Post by dark_sylinc »

al2950 wrote:
syedhs wrote:I think pixel count strategy is always superior to distance strategy - because what really matters is the effective mesh size on the screen. Is there any reason why use distance instead of pixel count?
I have wondered this as well, as a result I see no problem with the changes dark_sylinc has made.
I believe the same.
Without proper care, pixel count strategies can have issues when the object is partially visible by the camera (i.e. half the object visible, half the pixels); but AFAIK our implementation doesn't have this particular issue (i.e. like a 360° fov camera)
Another issue can be that when the object rotates, less pixels may be visible, which again our implementation assumes the shape of the object is a sphere, so we shouldn't see this artifact either.

Since both distance and pixel count strategies assume the shape is a sphere, it should be theoretically possible to convert Lod values between one system and the other and make them work exactly the same.

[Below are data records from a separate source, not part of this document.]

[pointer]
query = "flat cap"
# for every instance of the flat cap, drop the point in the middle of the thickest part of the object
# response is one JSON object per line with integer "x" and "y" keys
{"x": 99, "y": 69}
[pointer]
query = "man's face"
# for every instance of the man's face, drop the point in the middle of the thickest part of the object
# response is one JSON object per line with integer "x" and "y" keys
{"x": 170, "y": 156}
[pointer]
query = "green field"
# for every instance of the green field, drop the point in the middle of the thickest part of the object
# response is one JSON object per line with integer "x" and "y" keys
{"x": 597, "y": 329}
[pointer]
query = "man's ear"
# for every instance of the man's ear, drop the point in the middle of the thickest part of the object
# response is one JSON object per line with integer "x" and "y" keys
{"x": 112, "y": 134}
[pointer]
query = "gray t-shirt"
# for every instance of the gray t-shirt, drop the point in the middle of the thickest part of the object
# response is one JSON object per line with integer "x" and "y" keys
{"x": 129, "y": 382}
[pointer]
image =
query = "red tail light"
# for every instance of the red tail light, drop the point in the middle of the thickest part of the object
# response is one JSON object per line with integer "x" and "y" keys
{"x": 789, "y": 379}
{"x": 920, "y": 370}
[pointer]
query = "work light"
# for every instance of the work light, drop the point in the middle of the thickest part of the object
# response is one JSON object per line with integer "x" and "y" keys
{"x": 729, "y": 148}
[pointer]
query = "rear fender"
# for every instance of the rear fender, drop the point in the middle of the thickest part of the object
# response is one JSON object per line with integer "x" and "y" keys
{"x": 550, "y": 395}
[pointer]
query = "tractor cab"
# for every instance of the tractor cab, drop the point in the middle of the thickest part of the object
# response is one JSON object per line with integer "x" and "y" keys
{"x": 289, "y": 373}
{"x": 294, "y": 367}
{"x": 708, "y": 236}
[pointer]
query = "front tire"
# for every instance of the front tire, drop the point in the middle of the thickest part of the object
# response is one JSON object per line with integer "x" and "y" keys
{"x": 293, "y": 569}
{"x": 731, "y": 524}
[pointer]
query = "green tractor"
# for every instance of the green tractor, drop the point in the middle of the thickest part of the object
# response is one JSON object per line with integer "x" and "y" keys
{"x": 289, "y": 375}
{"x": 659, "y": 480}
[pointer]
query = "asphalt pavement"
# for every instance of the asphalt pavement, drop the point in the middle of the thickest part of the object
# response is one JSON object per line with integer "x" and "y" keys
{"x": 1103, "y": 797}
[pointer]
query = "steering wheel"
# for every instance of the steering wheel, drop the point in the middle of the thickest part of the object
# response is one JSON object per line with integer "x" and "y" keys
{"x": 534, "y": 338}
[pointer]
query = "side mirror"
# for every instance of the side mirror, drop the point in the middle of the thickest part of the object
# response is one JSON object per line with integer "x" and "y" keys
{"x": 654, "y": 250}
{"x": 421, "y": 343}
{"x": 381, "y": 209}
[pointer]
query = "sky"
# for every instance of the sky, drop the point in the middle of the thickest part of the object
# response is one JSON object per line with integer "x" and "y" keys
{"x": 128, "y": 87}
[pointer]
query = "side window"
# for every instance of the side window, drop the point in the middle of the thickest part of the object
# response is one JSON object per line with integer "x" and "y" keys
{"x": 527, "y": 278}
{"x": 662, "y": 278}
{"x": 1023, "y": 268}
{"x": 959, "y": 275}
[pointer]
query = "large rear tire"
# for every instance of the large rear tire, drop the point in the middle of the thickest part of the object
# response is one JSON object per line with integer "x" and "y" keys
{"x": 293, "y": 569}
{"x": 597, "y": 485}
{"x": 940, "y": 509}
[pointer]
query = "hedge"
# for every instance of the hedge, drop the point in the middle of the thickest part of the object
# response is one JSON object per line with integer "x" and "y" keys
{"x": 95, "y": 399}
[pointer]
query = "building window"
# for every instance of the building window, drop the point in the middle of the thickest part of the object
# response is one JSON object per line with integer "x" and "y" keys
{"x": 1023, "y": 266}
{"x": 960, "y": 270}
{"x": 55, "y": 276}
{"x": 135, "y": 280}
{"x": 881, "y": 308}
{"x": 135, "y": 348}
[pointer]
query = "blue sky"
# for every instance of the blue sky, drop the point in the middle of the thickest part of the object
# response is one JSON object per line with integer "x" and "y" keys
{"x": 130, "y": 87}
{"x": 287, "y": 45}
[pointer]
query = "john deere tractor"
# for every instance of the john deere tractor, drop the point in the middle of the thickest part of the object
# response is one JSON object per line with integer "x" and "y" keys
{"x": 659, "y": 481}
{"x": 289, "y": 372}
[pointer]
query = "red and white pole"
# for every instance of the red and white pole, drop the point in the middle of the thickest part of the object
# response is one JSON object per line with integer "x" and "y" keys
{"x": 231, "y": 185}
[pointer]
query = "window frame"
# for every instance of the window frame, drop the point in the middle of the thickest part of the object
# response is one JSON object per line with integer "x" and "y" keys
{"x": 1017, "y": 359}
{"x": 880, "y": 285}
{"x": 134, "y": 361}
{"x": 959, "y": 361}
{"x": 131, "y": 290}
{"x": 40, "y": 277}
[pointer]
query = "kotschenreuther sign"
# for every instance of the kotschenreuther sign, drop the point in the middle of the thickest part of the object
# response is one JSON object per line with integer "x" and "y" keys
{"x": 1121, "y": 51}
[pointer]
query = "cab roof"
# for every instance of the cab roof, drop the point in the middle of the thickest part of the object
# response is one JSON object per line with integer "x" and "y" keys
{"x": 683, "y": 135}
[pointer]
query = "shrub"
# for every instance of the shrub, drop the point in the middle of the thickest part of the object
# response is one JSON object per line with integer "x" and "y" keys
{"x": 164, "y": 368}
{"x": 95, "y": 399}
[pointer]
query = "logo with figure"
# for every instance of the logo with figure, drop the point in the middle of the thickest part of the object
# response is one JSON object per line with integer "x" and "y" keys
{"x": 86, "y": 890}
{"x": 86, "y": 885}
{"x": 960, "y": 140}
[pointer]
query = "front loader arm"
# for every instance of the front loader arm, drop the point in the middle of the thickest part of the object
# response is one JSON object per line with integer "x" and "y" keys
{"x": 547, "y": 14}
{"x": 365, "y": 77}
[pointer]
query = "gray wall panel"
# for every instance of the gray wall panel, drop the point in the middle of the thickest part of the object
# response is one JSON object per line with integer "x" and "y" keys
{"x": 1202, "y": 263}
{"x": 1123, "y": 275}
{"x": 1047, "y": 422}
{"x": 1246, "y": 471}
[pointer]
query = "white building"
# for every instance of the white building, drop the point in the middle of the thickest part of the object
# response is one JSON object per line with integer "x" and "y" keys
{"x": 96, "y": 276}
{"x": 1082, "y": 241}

However it's far more intuitive to work with pixel coverage than with distance to viewer.
It's like kg vs liters. One measures weight or rather mass, the other volume; but if given that gravity, pressure and surface's density are known; it should be possible to convert between kg & liters (in this case the unknowns are aspect ratio, FOV, near & far plane and resolution)

However if we were to lift the "shape of a sphere" assumption, other issues start popping out (like rotating the object: Different amount of pixels shown)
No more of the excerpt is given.